The Notebook Review forums were hosted by TechTarget, who shut down them down on January 31, 2022. This static read-only archive was pulled by NBR forum users between January 20 and January 31, 2022, in an effort to make sure that the valuable technical information that had been posted on the forums is preserved. For current discussions, many NBR forum users moved over to NotebookTalk.net after the shutdown.
Problems? See this thread at archive.org.

    HDD speeds

    Discussion in 'Hardware Components and Aftermarket Upgrades' started by pitz, Jan 18, 2010.

  1. pitz

    pitz Notebook Deity

    Reputations:
    56
    Messages:
    1,034
    Likes Received:
    70
    Trophy Points:
    66
    I have a Hitachi 160gb HDD in my Dell Laptop, 7200rpm. Approximately 2.5 years old. I only use roughly 80gb, give or take.

    The latest/greatest drive is obviously the Seagate Momentus 7200.4. And of course, the SSDs, but they're out of my price range, although I'd love to have one.
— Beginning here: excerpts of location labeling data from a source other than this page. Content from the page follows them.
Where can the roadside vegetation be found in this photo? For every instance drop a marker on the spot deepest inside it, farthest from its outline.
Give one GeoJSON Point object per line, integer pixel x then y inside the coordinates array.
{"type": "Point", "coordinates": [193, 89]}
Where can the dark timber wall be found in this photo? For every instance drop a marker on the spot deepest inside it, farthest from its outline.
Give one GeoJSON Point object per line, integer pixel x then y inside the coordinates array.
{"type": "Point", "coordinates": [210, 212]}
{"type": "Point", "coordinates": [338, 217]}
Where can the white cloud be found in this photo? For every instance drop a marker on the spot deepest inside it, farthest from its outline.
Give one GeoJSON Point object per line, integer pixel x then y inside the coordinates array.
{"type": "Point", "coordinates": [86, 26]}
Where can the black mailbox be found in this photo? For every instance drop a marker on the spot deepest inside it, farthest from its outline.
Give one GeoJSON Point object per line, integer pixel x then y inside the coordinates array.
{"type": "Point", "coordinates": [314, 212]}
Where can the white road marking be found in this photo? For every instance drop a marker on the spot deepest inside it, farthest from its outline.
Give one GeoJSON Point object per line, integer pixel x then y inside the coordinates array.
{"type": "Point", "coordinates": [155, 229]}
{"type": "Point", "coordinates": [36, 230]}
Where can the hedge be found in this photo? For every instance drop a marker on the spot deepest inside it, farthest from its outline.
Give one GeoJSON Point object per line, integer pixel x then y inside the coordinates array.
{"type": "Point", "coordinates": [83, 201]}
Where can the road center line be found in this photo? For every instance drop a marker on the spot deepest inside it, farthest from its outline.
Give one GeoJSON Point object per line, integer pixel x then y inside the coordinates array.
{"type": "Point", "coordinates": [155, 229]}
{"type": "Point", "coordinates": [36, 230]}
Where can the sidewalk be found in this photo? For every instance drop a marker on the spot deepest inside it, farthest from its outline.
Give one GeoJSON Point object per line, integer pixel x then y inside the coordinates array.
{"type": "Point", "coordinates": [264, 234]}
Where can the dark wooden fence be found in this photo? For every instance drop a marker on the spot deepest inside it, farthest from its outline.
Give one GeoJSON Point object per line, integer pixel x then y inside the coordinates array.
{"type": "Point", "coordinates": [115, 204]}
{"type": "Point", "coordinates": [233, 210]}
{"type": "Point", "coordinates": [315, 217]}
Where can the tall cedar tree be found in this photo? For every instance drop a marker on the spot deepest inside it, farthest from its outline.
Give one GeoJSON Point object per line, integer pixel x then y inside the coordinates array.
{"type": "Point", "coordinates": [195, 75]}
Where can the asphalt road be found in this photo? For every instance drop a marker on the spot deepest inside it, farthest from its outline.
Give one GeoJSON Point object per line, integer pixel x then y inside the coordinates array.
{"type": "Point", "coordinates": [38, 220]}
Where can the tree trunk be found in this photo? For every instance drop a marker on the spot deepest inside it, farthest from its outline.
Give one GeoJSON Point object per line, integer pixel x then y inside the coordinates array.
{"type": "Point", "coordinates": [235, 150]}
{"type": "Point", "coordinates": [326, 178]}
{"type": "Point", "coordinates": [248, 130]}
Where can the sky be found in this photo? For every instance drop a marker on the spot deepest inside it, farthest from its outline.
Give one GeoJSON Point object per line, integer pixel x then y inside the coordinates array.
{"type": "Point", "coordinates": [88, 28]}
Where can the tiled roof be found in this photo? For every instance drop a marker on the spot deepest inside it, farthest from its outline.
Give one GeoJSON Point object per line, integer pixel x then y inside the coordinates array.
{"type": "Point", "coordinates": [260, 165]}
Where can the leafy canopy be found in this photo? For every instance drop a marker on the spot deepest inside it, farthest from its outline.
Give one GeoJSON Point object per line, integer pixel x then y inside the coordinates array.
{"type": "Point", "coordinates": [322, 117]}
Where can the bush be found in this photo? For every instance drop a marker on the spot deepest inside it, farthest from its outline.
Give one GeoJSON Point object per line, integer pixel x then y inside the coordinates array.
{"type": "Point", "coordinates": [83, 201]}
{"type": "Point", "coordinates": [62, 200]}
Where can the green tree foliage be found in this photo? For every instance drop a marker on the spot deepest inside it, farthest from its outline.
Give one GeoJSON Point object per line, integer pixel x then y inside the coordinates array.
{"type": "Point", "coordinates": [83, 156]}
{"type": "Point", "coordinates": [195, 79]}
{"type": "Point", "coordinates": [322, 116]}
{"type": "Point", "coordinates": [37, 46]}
    My question -- are the newest/latest 7200rpm 500gb drives meaningfully faster than the old ones?
     
  2. ZaZ

    ZaZ Super Model Super Moderator

    Reputations:
    4,982
    Messages:
    34,001
    Likes Received:
    1,415
    Trophy Points:
    581
    There's two main parts to hard drive speed equation - access times and throughput. Access times are how fast the drive can find something. Here your older drive should be fairly similar to the newer drives. Throughput is how fast data can be put through the data bus. Here the newer drives will offer a significant faster speed, but this will only offer an advantage when working with large files. My own opinion would be to put your money toward a SSD unless you need the space or are working with larger files.
     
  3. Phil

    Phil Retired

    Reputations:
    4,415
    Messages:
    17,036
    Likes Received:
    0
    Trophy Points:
    455
    I agree with Zaz, the speed difference will be small during normal usage.